Promotion of human fraternity begins in the families. Families, as basic units of society, have to display themselves more and more as “the wellspring of fraternity” and “the foundation and the first pathway to peace” (Pope Francis, Message for the Celebration of the World Day of Peace, 2014) wherein values of mutual love and respect, fraternal caring and sharing, service and self-giving can profoundly and humanely be learned and imparted and, whereat in a spirit of mutual acceptance and cooperation the well-being of all can eminently be ensured. “Peace and joy at home, peace and joy in the world around” (Guru Granth Sahib, Amritsar, 1604, pp. 619, 1136).
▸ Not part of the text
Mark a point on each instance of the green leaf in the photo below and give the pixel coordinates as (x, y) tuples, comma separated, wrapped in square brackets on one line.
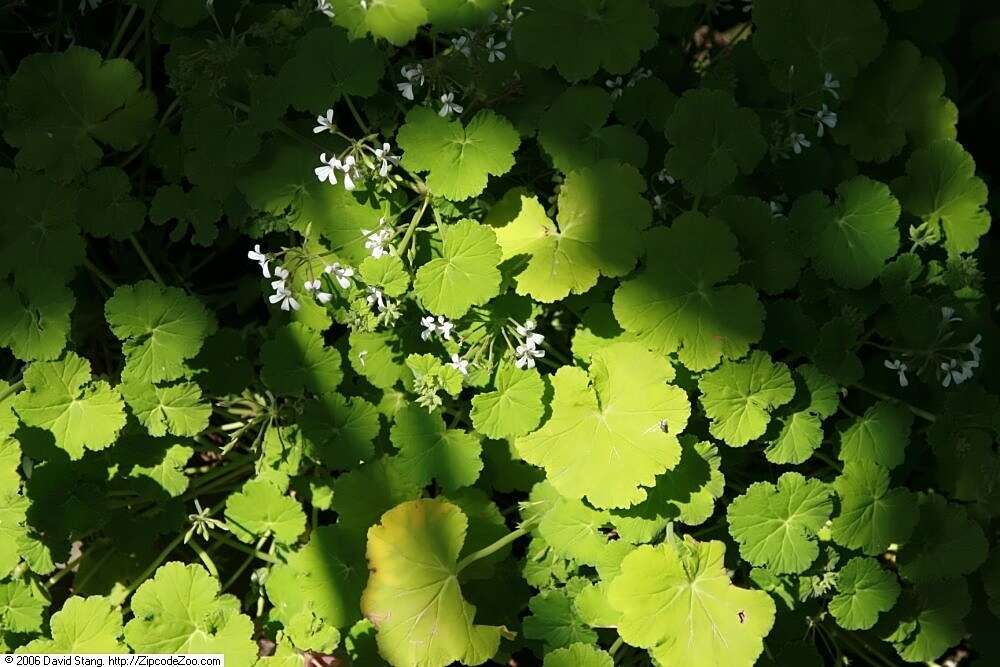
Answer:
[(871, 515), (465, 274), (83, 625), (899, 98), (941, 188), (578, 655), (65, 106), (428, 450), (296, 359), (161, 328), (413, 595), (177, 409), (880, 435), (515, 407), (597, 233), (851, 240), (180, 610), (459, 159), (678, 601), (260, 509), (776, 524), (615, 34), (61, 397), (739, 396), (864, 590), (604, 440), (574, 135), (676, 303), (713, 141)]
Religions have an important role in nurturing fraternal relationships in the families, communities, nations and wider world. Their role becomes even more crucial and beneficial when vested interests seek to divide people and tear the fabric of fraternity. As believers grounded in our own respective religious traditions and as persons with shared convictions and concerns for the welfare of all (sarbat da bhalaa), may we Christians and Sikhs, conscious of our own inherent calling to fraternity, strive to become “artisans of fraternity” (Pope Francis, Meeting with the Members of Higher Committee for achieving goals contained in the Document on ‘Human Fraternity for World Peace and Living Together’, 11 Sept. 2019, Santa Marta, Rome) and may we, joining hands with people of other religious traditions and of good will, promote human fraternity everywhere!
Wish you all once again a joyous Prakash Diwas of Sri Guru Nanak Dev ji!